Date: 3/1/17 7:23 pm From: Robert O'Connell <flashart123...> Subject: [Maine-birds] Great Gray Owl Thoughts
I have to admit, what love about these debates is it makes me want to understand the birds more, so I dig. Like many of you, I am a birder, and like some of you, it is not my life calling (oh but if I had it to live over again.) My understanding comes from my limited experiences and grows as I am fortunate enough to have more. My list of meaningful interactions with this species consists of basically 45 minutes the other day. I am much more experienced with empty fields than with this bird. So I will let wiser people than me confirm any of this information, but in the limited research I have done of this species, I have turned up a few papers that discuss this topic that I thought I would share. By the way it is amazing what you can find with Google Scholar <https://scholar.google.com/> and raging insomnia. My soundtrack tonight just happens to be 2 Barred Owls conversing which only adds to the fun.

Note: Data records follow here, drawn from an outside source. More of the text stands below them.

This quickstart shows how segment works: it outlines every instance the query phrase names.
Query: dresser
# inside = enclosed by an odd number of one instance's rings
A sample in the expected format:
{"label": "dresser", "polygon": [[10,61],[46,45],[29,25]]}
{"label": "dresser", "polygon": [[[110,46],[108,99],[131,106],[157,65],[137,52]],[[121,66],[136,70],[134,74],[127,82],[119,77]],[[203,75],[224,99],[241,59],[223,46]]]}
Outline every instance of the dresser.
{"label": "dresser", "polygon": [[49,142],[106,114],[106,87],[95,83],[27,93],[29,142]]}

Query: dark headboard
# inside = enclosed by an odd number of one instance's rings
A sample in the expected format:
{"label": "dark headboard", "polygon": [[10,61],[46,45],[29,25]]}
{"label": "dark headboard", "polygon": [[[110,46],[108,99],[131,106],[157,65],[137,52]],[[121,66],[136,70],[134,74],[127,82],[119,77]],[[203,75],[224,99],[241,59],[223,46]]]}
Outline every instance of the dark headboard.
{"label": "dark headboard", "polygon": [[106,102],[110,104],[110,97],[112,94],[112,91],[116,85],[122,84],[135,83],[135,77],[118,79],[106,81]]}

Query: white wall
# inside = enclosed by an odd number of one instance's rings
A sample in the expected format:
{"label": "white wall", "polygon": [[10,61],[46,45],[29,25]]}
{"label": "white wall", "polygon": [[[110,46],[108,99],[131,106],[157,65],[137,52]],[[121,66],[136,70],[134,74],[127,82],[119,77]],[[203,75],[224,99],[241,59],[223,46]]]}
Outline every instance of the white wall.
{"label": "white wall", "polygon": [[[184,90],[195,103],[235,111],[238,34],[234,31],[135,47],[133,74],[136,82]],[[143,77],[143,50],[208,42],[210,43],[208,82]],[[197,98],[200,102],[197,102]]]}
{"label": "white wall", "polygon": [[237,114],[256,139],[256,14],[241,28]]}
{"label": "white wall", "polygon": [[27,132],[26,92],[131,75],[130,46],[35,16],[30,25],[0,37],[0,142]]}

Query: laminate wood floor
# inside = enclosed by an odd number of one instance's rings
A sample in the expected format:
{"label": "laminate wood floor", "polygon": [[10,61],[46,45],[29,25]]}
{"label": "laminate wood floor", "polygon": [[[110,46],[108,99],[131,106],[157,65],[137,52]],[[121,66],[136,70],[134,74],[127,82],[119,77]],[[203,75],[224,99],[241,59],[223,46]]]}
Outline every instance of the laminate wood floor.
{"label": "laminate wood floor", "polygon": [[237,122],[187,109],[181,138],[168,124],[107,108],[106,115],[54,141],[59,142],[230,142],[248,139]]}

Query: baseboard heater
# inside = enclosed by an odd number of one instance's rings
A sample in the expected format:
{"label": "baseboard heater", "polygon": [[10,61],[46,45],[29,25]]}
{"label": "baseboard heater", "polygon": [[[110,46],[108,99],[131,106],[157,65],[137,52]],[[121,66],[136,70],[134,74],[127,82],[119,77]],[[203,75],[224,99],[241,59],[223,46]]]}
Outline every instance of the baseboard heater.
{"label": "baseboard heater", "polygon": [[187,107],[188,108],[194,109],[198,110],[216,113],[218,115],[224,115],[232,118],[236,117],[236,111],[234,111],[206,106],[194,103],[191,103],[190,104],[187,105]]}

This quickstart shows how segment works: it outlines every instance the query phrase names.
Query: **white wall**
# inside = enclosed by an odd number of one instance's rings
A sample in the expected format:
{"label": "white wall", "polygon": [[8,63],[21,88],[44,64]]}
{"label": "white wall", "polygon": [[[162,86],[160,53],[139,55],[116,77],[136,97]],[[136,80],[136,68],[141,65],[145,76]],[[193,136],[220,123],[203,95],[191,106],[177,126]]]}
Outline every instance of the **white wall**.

Great gray owls prefer to hunt in relatively open country where scattered trees or forest margins provide for suitable vantage points for visual searching. Winter (1987) found that about 90 percent of monitored birds' time was spent within 124 meters of an open meadow. In the winter the birds hunt primarily in early morning and again from late afternoon to dusk, with little or no nocturnal activity,judging from Brenton and Pittaway's (1971) observations. Oeming (1955) also reported that, prior to the nesting season, most hunting is done in late afternoon, but while feeding young both daytime and nocturnal hunting may be done. Similar observations during winter in Finland suggest that the birds prefer to hunt at dusk, but modify their crepuscular tendencies to include daytime during midwinter, when the day is very short, and especially during dull, overcast days. On the other hand, during the short nights of summer at high latitudes the birds concentrate their foraging around midnight, although the great need for food during the nestling period may force the male to be active throughout the daylight hours (Mikkola, 1983)
There are factors in these studies that refer to the height and distance from targets as well as so much more. It is worth a look if you are interested in rounding out your visit to this marvelous bird with some good reading material.